京都のまちを歩いていると、「ここ、もう少し使いやすかったらいいのに」と感じることはありませんか? 駅の案内が分かりにくかったり、外国語の表示が少なかったり、段差があって移動しにくかったり。こうした「ちょっとした不便」は、人によっては大きな困りごとになることがあります。
例えば、阪急烏丸駅と地下鉄四条駅の乗り換え途中にある階段。20段にも満たない段差なのですが、構造上の課題があり、現在エレベーターはありません。車椅子やベビーカーを利用されている方は、阪急と地下鉄の乗り換えの際、階段脇に備えてある階段昇降機を利用するか、かなり遠回りせざる得ず、わずかな段差が大きなハードルとなっています。

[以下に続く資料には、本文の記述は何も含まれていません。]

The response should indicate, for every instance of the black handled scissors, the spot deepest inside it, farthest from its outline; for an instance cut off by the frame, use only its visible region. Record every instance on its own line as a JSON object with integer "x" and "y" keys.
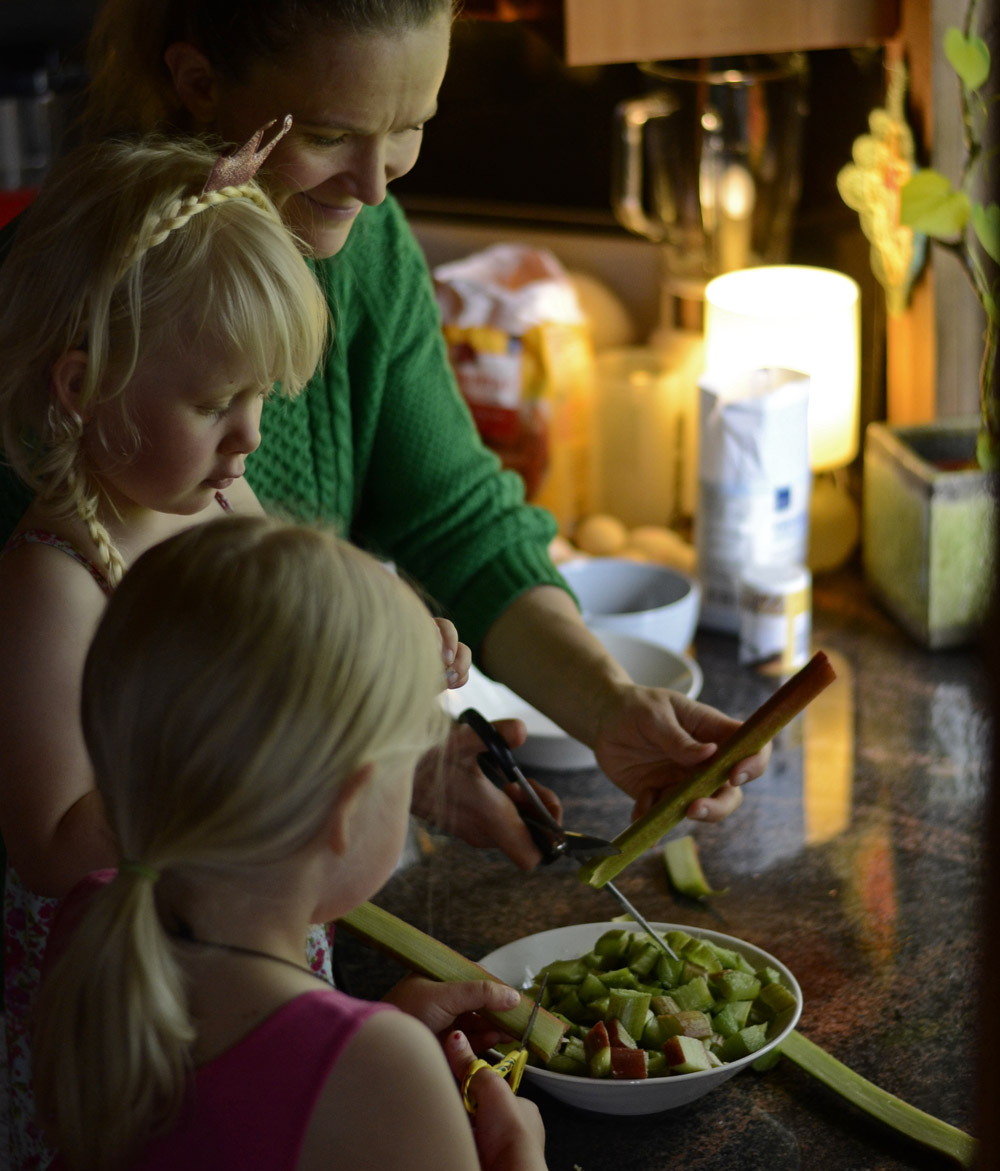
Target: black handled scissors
{"x": 499, "y": 766}
{"x": 554, "y": 842}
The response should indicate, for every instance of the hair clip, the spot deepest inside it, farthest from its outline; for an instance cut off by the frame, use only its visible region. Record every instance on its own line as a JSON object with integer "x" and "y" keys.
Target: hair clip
{"x": 233, "y": 170}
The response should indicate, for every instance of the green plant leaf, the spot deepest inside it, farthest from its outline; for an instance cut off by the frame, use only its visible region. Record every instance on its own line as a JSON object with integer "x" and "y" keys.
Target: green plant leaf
{"x": 968, "y": 56}
{"x": 986, "y": 451}
{"x": 930, "y": 204}
{"x": 986, "y": 225}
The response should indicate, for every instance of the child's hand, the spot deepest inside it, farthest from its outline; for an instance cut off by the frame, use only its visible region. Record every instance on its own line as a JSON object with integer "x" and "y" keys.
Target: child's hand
{"x": 508, "y": 1130}
{"x": 456, "y": 655}
{"x": 449, "y": 1006}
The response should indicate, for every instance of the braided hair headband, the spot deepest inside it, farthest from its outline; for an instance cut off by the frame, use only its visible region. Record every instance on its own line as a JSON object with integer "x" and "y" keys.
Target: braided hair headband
{"x": 230, "y": 178}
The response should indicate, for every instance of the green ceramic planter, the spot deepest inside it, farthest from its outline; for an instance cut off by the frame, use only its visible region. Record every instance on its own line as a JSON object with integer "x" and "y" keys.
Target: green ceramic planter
{"x": 927, "y": 529}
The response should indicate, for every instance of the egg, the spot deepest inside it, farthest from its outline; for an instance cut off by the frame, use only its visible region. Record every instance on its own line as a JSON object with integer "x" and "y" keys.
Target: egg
{"x": 663, "y": 546}
{"x": 601, "y": 535}
{"x": 560, "y": 549}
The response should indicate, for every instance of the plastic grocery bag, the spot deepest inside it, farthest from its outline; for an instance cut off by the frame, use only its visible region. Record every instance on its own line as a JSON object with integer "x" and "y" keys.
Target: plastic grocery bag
{"x": 520, "y": 348}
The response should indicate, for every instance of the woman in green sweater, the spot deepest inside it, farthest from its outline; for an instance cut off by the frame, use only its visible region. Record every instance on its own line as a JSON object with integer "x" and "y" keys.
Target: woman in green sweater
{"x": 381, "y": 443}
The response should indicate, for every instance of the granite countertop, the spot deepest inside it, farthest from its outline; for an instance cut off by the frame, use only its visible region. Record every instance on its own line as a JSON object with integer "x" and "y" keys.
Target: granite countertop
{"x": 855, "y": 860}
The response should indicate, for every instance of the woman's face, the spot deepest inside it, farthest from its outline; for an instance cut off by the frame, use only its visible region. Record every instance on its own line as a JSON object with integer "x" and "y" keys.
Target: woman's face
{"x": 358, "y": 104}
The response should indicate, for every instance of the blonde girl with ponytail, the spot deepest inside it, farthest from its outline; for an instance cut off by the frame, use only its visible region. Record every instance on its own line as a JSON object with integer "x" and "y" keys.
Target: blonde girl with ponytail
{"x": 254, "y": 703}
{"x": 150, "y": 303}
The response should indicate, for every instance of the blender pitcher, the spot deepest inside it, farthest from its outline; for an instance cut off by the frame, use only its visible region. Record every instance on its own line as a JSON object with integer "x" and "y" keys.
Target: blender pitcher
{"x": 707, "y": 163}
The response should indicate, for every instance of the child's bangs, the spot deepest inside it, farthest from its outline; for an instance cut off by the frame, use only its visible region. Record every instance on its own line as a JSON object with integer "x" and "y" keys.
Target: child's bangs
{"x": 265, "y": 301}
{"x": 233, "y": 274}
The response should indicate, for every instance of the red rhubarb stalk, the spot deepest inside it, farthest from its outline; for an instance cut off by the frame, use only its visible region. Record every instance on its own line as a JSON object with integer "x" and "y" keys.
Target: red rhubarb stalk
{"x": 751, "y": 737}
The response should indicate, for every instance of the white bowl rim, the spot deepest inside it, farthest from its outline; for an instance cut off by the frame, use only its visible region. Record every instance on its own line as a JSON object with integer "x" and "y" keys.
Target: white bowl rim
{"x": 642, "y": 569}
{"x": 732, "y": 942}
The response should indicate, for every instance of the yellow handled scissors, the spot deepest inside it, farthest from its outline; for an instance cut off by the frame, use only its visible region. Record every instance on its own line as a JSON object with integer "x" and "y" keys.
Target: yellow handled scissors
{"x": 511, "y": 1067}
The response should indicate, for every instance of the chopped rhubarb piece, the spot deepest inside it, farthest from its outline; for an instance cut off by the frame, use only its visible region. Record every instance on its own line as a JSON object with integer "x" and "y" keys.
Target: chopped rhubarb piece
{"x": 598, "y": 1050}
{"x": 618, "y": 1036}
{"x": 686, "y": 1055}
{"x": 628, "y": 1063}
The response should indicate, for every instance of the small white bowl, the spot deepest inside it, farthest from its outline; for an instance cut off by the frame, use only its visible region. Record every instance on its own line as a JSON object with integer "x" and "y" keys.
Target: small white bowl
{"x": 547, "y": 745}
{"x": 518, "y": 963}
{"x": 636, "y": 597}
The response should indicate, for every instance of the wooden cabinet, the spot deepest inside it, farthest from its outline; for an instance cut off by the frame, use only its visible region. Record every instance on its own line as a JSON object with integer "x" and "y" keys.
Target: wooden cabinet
{"x": 600, "y": 32}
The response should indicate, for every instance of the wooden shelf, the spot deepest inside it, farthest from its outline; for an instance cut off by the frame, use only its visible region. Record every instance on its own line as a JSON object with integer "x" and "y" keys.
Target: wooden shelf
{"x": 601, "y": 32}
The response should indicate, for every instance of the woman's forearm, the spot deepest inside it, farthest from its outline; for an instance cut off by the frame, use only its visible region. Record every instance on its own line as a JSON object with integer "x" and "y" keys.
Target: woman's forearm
{"x": 541, "y": 649}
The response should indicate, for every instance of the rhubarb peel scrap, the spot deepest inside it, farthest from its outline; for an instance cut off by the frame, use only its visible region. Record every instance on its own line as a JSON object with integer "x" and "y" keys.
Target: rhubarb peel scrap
{"x": 750, "y": 738}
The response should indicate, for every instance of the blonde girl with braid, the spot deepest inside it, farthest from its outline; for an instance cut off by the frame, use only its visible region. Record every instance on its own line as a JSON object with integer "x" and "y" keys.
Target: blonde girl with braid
{"x": 151, "y": 302}
{"x": 254, "y": 703}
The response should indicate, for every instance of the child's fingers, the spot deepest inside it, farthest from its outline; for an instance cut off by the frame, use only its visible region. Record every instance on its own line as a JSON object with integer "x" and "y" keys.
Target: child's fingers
{"x": 459, "y": 1053}
{"x": 457, "y": 675}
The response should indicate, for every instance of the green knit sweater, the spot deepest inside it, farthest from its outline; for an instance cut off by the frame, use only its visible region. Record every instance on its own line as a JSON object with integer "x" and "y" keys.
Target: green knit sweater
{"x": 382, "y": 444}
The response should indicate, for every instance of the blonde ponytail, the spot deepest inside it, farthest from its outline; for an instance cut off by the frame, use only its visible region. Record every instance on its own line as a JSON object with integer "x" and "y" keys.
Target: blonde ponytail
{"x": 241, "y": 671}
{"x": 115, "y": 1004}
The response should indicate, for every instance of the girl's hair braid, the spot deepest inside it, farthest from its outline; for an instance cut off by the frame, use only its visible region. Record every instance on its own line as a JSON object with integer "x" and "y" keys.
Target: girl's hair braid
{"x": 180, "y": 211}
{"x": 66, "y": 468}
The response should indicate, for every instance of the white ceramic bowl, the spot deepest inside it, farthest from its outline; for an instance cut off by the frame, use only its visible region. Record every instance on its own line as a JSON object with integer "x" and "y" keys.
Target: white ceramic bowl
{"x": 518, "y": 963}
{"x": 637, "y": 598}
{"x": 547, "y": 745}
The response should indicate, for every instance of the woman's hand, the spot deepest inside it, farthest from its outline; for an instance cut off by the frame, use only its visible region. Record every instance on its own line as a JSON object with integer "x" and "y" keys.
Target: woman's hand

※2026年8月現在設置されている階段昇降機。利用する際は駅係員の介助が必要。
京都市では、こうした困りごとを減らし、誰もが安心して暮らせるまちをつくるために、ユニバーサルデザインの取組を進めています。その一つとして、広くアイデアを募集し、優れたものを表彰する「みやこユニバーサルデザイン賞」が設けられています。
昨年度は、高校生のアイデア「妹の夢を叶えたい!~誰でも使える「プリ機」~が大賞に選ばれました。車椅子利用者でも使えるプリントシール機の提案です。タイトルは「妹の夢を・・・」ですが、受賞者の声を聞くと、「妹と一緒に撮りたい」というご自身の夢でもあり、ご家族の夢でもあったようです。詳細に計算し、設計された図が切実な思いを物語っていて、是非実現してほしいと感じるアイデアです。
今年も10月16日までアイデアを募集しています。